La izquierda partidista mexicana terminó el siglo XX con una sensación de desorientación y oportunidades perdidas que sus constantes triunfos electorales no pudieron borrar. No es extraño que esa izquierda haya transitado de la crisis del socialismo real a una nueva identidad democrática y de ahí a un redescubrimiento de la diversidad cultural y a un replanteamiento en clave socialdemócrata. La fluidez ideológica suele ocultar una transformación social y política al interior del PRD que poco tiene que ver con esas etiquetas y que en cambio muestra el desgaste de la militancia proveniente de los movimientos sociales y de las antiguas organizaciones radicales de los años sesentas y setentas. A eso hay que sumar el colapso de los referentes internacionales de la izquierda revolucionaria, la crisis de la tercera vía y el surgimiento de un polo de izquierda radical no partidaria ligeramente agrupada entorno al neo-zapatismo. Hablar de la crisis del PRD se ha vuelto lugar común, pero para los votantes de izquierda el partido del sol azteca se convirtió en esa pareja infiel a la que se perdonó casi todo por años hasta que la última infidelidad y golpiza fueron demasiado. Los ejemplos de críticas al perredismo abundan en los periódicos, revistas y libros académicos. La variedad de izquierda incluye textos de los militantes de la izquierda radical dejada en el camino, los huérfanos de las mil escisiones y los liberales recién llegados. Y, sin embargo, llama la atención que el balance crítico de algunos de sus militantes no llegue muy lejos, pareciera que luego de treinta años lo único que queda es una suave patina de las lecturas de la tercera vía, críticas al populismo copiadas al liberalismo de derecha, y cierto resentimiento ante las derrotas en la última elección interna. 

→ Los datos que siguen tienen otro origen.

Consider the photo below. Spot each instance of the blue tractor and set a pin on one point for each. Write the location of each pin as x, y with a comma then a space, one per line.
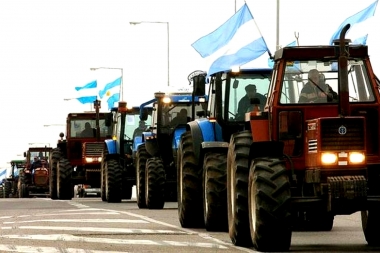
156, 158
203, 148
118, 174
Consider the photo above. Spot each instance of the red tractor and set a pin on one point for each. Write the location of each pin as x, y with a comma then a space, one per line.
77, 159
307, 155
34, 178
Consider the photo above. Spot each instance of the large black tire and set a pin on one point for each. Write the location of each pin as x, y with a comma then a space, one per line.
7, 189
237, 188
269, 203
189, 185
141, 158
113, 181
23, 189
154, 183
371, 226
215, 192
55, 156
64, 182
103, 194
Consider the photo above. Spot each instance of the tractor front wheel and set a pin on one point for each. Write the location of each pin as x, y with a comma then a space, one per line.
215, 192
189, 185
64, 186
154, 183
141, 158
113, 181
237, 188
269, 205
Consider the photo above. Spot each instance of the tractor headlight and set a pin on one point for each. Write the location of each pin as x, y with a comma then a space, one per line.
328, 158
93, 159
166, 100
356, 157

La empresa académica va un poco más lejos y se beneficia de la distancia política y metodológica. Pocos o tal vez ninguno de los que emprenden el intento de comprender al PRD tardío pasaron por la ingrata experiencia de las luchas partidarias internas, el brigadeo mercenario ni los compromisos que la política real impone y que son muy diferentes a los sacrificios de la militancia universitaria o clandestina de generaciones anteriores. Protegidos en la estadística electoral, la limpia legislación progresista o la evaluación de los programas sociales nunca veremos las vicisitudes de la militancia de a pie ni a la mugre de la burocracia partidista o el desencanto del asesor que escribió los discursos.  En ese espacio gris en el que se sustentó la labor electoral y política del PRD del siglo XXI donde un análisis histórico y sociológico todavía está pendiente. La historia del PRD que aún está por escribirse tendrá por fuerza que decirnos qué pasó con la militancia en la Ciudad de México, Michoacán y Guerrero, pero también en el norte y el occidente, después del 2000. Comprender el fracaso del PRD de constituirse en una opción nacional y su imposibilidad de empujar una transición política y económica más allá del neoliberalismo es una tarea urgente para la izquierda obradorista.  

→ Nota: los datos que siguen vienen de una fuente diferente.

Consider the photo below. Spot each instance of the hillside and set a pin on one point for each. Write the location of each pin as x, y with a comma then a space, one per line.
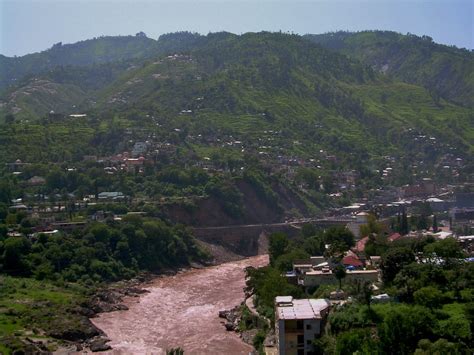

Creo que el balance crítico del PRD tiene sentido ante el intento de blanquear el pasado y convertirlo en la expresión indisciplinada de la tan soñada “izquierda moderna”. Es cierto que el PRD no está muerto, pero no es el espacio desde el cual podrá construirse ni la oposición al obradorismo ni la raíz que la izquierda mexicana deba valorar por más que varios de sus integrantes vienen de ahí. El PRD, como el PPS, es parte de la herencia a la que debemos renunciar, pues ni siquiera tiene el pretexto de la mentalidad de sitio de los sectarios de los setentas o la rigidez del estalinismo criollo. Y si bien nadie debe olvidar las luchas campesinas de Álvaro Ríos ni a los centenares de muertos perredistas durante el Salinato, los errores de Lombardo y de lo que queda del PRD son suficientes para guardarlos en el cajón de los sueños rotos.